Though Hagedorn may have had a concerning last few days, the first question from moderator Randy Doyal, CEO of the Al-Corn Clean Fuel plant in Claremont, was certainly no softball. Doyal pressed him hard on a controversial expenditure scandal that has rocked his office.
Hagedorn’s office expenditures became the source of controversy after it was revealed that he spent 40% of his allotted office expenditures in the first quarter of 2020, totals dwarfing every other congressional office and raising significant questions. Much of that funding went into direct mailings to constituents. Scandal arose when it was revealed that part of those printing costs were paid out to a company owned by John Sample, a part-time staffer in Hagedorn’s office.
Hagedorn fired his chief of staff shortly after the allegations broke, though Sample remains on staff. The Congressman insisted that he did nothing wrong and began an internal review when he was made aware of the issue.
“The way the contracts were put together, I didn’t approve of that,” he said. “When I found out about it, I immediately made personnel changes.”
Hagedorn pushed some blame to the Democrats, noting that the House Administration Committee had approved the mailings. At a recent debate, he counterattacked his opponent Feehan for working for several Washington-based groups over the last several years.
COVID, childcare and reopening
Hagedorn pledged to support legislation that would shield businesses from COVID-19 related liability lawsuits, provided they follow state, local and federal guidelines.
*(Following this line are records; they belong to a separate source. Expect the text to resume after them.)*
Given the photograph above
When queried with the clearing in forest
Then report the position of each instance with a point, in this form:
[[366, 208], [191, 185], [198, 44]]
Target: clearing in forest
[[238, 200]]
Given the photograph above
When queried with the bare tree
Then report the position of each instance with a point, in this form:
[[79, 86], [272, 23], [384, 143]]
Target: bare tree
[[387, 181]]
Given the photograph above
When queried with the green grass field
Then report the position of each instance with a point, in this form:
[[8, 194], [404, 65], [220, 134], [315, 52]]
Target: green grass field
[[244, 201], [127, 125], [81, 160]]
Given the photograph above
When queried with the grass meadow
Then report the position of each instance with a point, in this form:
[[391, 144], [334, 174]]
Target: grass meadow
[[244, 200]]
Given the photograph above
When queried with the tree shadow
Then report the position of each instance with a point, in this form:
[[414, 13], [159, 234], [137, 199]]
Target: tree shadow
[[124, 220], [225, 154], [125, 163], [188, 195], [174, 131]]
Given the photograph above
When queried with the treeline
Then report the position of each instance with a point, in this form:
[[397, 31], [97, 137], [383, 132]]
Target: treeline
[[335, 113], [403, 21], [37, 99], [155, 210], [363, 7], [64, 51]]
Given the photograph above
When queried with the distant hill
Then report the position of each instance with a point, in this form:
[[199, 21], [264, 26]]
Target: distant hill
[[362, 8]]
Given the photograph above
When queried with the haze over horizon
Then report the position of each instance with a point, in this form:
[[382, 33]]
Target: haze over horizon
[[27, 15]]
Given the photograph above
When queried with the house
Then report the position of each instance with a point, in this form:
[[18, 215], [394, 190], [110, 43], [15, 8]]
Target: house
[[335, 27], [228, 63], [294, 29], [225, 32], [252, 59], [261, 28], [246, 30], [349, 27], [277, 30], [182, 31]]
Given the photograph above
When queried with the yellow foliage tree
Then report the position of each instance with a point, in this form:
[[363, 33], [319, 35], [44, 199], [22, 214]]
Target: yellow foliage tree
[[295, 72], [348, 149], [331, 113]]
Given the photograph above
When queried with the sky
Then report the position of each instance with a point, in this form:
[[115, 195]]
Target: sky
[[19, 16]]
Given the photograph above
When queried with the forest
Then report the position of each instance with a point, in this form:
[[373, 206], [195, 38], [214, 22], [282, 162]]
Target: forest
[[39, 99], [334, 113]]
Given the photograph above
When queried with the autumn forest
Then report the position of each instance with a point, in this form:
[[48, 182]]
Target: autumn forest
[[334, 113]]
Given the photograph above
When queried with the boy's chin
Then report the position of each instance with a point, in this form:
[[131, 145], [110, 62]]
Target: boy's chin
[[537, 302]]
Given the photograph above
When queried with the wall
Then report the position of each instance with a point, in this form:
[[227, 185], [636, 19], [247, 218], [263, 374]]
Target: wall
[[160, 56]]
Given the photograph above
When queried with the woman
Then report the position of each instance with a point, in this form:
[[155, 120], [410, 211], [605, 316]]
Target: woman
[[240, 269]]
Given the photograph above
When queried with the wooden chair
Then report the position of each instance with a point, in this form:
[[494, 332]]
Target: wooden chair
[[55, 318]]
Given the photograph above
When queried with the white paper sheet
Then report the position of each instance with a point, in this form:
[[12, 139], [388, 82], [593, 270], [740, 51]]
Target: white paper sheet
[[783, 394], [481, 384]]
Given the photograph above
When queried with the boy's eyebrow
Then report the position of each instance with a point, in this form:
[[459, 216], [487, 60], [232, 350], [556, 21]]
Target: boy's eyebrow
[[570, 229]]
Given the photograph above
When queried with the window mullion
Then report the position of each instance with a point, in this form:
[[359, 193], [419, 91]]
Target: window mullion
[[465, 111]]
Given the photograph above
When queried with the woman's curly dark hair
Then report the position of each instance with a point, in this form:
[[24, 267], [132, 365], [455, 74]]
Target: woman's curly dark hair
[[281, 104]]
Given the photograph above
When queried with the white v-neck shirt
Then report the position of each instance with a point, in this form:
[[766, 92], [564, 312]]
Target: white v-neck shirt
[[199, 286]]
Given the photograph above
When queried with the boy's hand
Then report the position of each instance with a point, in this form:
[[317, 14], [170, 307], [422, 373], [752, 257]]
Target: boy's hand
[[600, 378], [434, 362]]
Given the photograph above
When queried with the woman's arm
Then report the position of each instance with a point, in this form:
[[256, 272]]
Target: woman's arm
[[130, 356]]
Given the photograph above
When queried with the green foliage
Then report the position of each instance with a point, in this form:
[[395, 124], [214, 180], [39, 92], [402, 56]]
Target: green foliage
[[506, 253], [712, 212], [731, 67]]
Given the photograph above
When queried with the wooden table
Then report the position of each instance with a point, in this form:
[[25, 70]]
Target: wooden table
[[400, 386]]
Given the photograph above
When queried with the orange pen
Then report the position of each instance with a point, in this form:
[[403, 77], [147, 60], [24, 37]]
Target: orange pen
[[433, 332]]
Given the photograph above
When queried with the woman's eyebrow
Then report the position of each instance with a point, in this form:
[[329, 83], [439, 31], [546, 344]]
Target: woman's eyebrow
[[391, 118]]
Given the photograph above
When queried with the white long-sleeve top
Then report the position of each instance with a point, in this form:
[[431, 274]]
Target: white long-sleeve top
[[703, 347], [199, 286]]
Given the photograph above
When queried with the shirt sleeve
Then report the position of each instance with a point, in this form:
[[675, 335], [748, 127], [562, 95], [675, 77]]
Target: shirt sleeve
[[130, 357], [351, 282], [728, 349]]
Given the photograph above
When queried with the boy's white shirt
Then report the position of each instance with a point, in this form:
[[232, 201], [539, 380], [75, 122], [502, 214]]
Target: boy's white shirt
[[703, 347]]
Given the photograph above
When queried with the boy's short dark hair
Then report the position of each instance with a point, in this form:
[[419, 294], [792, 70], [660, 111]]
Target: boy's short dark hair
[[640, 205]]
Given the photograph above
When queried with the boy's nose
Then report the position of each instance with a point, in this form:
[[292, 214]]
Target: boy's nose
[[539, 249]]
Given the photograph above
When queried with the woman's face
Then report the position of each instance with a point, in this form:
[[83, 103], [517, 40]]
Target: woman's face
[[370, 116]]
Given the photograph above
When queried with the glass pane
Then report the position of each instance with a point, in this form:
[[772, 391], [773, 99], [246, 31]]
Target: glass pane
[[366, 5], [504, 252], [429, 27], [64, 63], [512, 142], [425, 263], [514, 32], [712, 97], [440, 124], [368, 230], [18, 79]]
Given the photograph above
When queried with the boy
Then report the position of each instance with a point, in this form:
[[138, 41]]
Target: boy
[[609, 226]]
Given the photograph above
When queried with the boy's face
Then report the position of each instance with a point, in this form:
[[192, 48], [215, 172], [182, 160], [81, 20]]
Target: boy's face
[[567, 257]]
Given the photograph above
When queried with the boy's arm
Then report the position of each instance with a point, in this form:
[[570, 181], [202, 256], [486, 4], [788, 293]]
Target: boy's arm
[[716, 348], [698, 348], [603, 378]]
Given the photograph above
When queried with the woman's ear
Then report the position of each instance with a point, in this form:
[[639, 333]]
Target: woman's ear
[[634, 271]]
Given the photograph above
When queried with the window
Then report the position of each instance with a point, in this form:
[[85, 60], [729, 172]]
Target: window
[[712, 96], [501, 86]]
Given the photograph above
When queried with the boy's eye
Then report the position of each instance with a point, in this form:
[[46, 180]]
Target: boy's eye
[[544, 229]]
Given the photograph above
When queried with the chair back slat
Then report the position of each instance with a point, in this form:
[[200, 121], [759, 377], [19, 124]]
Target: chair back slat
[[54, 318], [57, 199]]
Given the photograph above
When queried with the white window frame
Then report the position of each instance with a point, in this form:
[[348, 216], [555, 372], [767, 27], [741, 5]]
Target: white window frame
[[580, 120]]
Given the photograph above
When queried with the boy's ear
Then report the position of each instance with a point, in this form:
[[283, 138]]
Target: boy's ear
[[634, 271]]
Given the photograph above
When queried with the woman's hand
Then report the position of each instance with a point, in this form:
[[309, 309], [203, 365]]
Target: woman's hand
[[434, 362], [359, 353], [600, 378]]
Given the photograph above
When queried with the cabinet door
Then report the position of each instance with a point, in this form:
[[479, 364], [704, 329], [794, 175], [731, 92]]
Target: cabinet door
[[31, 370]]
He said that without those protections, many businesses could face huge risks in reopening.
“We have to have it for our schools, small businesses and others so people can get back to work,” he said.
Doyal also pressed Hagedorn on the issue of unemployment insurance, noting that many local businesses had said increased unemployment checks made it more difficult to bring employees back to work.
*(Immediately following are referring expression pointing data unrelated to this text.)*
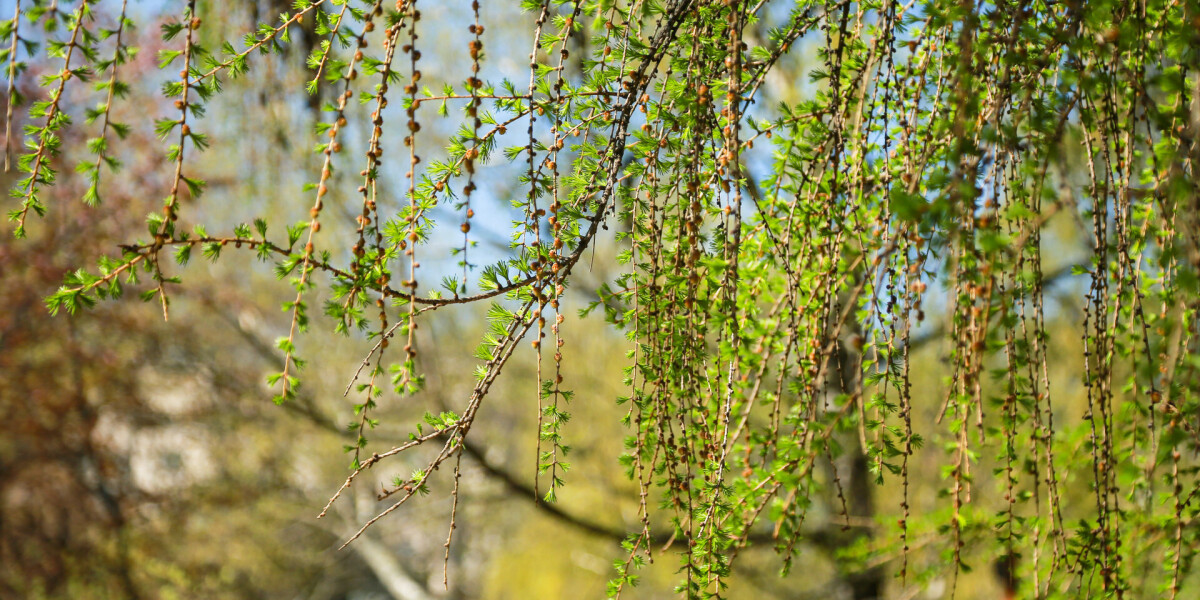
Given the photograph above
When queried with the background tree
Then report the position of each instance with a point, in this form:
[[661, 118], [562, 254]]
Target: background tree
[[768, 245]]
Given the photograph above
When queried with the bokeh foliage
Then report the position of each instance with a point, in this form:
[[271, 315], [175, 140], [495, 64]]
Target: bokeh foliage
[[790, 203]]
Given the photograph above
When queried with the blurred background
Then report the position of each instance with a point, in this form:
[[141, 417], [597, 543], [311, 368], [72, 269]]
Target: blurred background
[[144, 459]]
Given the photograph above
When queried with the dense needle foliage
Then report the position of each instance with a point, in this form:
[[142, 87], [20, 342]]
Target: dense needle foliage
[[781, 253]]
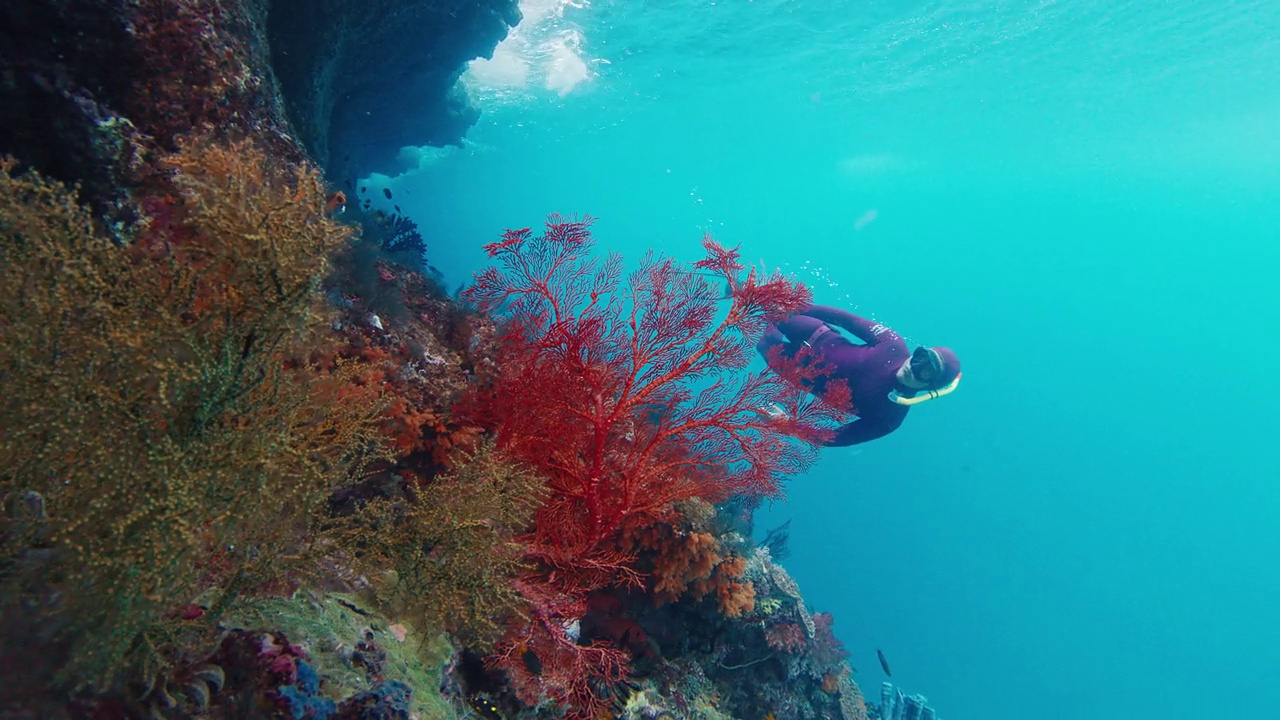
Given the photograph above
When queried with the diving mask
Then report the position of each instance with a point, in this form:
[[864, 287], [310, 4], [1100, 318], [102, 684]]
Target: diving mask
[[926, 364]]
Hagedorn said that he backed the CARES Act and other legislation in part because he believes it’s important to support people going through hardship due to COVID-19. However, he doesn’t believe the unemployment checks under the CARES Act were administered well.
“In the future we need to have a standard that protects and helps people when they’re down and out,” he said. “But when they’re called back to work, they need to lose their unemployment.”
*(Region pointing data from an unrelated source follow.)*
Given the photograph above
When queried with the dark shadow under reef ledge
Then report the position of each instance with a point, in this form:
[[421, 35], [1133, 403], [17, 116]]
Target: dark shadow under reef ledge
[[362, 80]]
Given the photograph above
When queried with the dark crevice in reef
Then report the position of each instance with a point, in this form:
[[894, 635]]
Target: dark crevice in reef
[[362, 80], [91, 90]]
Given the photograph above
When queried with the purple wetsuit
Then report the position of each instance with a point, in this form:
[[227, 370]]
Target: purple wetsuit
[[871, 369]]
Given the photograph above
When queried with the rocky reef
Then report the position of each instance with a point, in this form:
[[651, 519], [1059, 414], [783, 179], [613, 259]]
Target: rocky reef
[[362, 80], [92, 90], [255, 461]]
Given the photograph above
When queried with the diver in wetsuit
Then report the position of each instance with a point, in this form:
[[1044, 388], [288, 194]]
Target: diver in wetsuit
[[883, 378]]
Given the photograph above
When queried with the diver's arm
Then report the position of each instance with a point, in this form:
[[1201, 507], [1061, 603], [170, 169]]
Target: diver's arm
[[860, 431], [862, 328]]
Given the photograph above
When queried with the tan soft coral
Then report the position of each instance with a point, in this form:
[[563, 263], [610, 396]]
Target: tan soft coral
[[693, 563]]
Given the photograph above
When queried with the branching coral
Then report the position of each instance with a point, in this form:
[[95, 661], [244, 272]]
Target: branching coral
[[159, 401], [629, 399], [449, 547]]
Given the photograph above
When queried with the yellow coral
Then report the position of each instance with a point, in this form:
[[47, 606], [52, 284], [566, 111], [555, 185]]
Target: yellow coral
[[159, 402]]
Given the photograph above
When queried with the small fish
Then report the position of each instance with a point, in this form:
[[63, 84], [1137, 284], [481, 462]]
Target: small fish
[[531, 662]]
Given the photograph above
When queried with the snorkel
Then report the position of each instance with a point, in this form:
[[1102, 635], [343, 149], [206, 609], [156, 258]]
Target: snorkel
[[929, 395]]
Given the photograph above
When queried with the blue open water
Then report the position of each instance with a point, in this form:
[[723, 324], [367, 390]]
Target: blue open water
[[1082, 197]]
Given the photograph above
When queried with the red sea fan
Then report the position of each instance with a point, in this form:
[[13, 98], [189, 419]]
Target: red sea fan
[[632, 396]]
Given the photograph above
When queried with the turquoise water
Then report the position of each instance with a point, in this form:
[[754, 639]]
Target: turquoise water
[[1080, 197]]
In general, Hagedorn said that Congress should take a very cautious approach to unemployment benefits. Should those on unemployment get paid more than those in the workforce, he warned it could disincentivize work.
Hagedorn, who identifies as a fiscal conservative, said that additional stimulus is justified but that it should be targeted to where it is most needed. In particular, he said farmers and small businesses in the 1st District are in need of assistance.
“Everything we spend moving forward should be targeted toward where the need is,” he said, adding that without additional small business assistance, Hagedorn said that business closures could devastate the local economy. In addition to providing more funding, he said that Congress should work to streamline the assistance application process for small businesses as well.
Another top issue for the chamber was the lack of affordable childcare. Hagedorn touted legislation he’s backed that would allow parents to use pre-tax income to pay for childcare, and has also backed bills to provide loans and grants for aspiring childcare providers.
Hagedorn said that the issue has been exacerbated by the approach of his predecessor as 1st District Congressman, Gov. Tim Walz, toward the pandemic. Along with Emmer and Stauber, he’s urged Walz to relax restrictions to help get Minnesota students back in school.
“The problem is exacerbated when parents aren’t able to go back to work full-time because they’re having to take care of kids at home,” he said.